До определенного момента это оставалось крамольными размышлениями, гнетущим молчаливым недовольством, но, когда однажды Джори не пришел, как обещал, мое терпение лопнуло.
В июне столица изнывала от жары, плавясь без дождя уже почти месяц. Я изнывала вместе с пыльным городом, только от скуки и безделья. Кто бы мог предположить, что в Париже невозможно найти занятие по душе? Но меня уже не увлекали ни музеи, ни галереи, ни ярмарки. На самом деле, все сводилось к острой нехватке ставшего привычным присутствия брата.
Что нашел великолепный мужчина в этой отвратительной, неприятной рыжей жеманнице, оставалось загадкой. Расспрашивать я не смела, это явно не мое дело. На мой предвзятый взгляд в ней не было ничего выдающегося, ну, кроме обширной груди и длинных ног. Подумаешь, достижения! Зато глаза — завистливые и жадные, неужели он этого не замечает? Предположения, что долго Анора около него не задержится, тоже обратились прахом. Напротив, Джори уделял ей много времени, постоянно сопровождая на какие-то рауты и светские сборища.
Иногда на рассвете, не успевая возвратиться в Бельвиль из центра, он отсыпался у меня в комнате Мэри. Казалось, все, как обычно, он спокоен и невозмутим, но я кожей ощущала исходящее от него довольствие и удовлетворение, чего не замечала прежде. Почему-то это бесило еще больше.
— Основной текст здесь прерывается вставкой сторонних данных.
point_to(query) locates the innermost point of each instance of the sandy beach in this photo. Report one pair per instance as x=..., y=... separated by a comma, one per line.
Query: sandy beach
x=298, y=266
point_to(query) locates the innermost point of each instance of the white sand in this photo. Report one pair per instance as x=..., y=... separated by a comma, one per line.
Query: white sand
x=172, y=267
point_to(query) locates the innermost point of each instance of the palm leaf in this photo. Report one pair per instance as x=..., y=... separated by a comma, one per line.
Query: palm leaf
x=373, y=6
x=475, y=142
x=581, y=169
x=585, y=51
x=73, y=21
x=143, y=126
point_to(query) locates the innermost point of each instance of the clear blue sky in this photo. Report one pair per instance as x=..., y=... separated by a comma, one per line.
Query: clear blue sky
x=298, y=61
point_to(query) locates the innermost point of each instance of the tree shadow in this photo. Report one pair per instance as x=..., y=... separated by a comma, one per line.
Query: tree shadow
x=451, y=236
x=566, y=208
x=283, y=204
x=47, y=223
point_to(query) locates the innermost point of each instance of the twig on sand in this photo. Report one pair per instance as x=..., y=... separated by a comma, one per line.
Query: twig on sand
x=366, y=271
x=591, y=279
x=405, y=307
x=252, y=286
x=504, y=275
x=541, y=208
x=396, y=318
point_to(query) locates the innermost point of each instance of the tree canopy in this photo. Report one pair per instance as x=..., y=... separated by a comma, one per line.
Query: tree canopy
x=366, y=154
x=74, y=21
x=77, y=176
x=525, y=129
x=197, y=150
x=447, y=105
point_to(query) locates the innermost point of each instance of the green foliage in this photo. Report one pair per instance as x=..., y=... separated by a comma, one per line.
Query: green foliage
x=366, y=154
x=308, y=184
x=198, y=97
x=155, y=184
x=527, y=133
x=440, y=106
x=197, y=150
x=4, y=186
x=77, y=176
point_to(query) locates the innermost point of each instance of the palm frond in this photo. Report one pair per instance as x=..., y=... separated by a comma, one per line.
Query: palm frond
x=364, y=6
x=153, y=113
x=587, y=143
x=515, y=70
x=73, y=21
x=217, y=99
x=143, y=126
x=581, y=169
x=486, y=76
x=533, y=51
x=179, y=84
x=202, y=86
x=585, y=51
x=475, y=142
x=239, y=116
Ощущения новые, весьма неприятные, словно булавкой больно колола каждая мысль о ненавистной ирландке. Могла бы я когда-нибудь оказаться на ее месте? С глубокой обидой приходилось признать — это исключено. Джори получал от женщин то, чего я, вероятно, никогда дать ему не в состоянии, именно поэтому вариантов моего положения, кроме сестры, он не предлагал. Так имею ли я право на подобные мысли? Что если брат поймет, какие глупости посещают мою неблагодарную голову? Тогда только из Парижа бежать.
Начал портиться характер. Я часто замечала, что огрызаюсь и почти перестала улыбаться. Он на подобные выпады только бровь недоуменно приподнимал, словно не понимая, в чем причина.
Становилось очень стыдно. Я прилагала усилия, чтобы сдержаться, ни в чем не упрекать и настроения не показывать. Этак я и последних крох общения лишусь, если он разозлится и решит, что я перешла границы. Наверное, я должна радоваться за него, ведь он, похоже, счастлив. Радоваться не получалось, но и жаловаться я не решалась. Если рассудить, то какие у меня права? Я всего лишь случайно навязавшееся на его голову недоразумение.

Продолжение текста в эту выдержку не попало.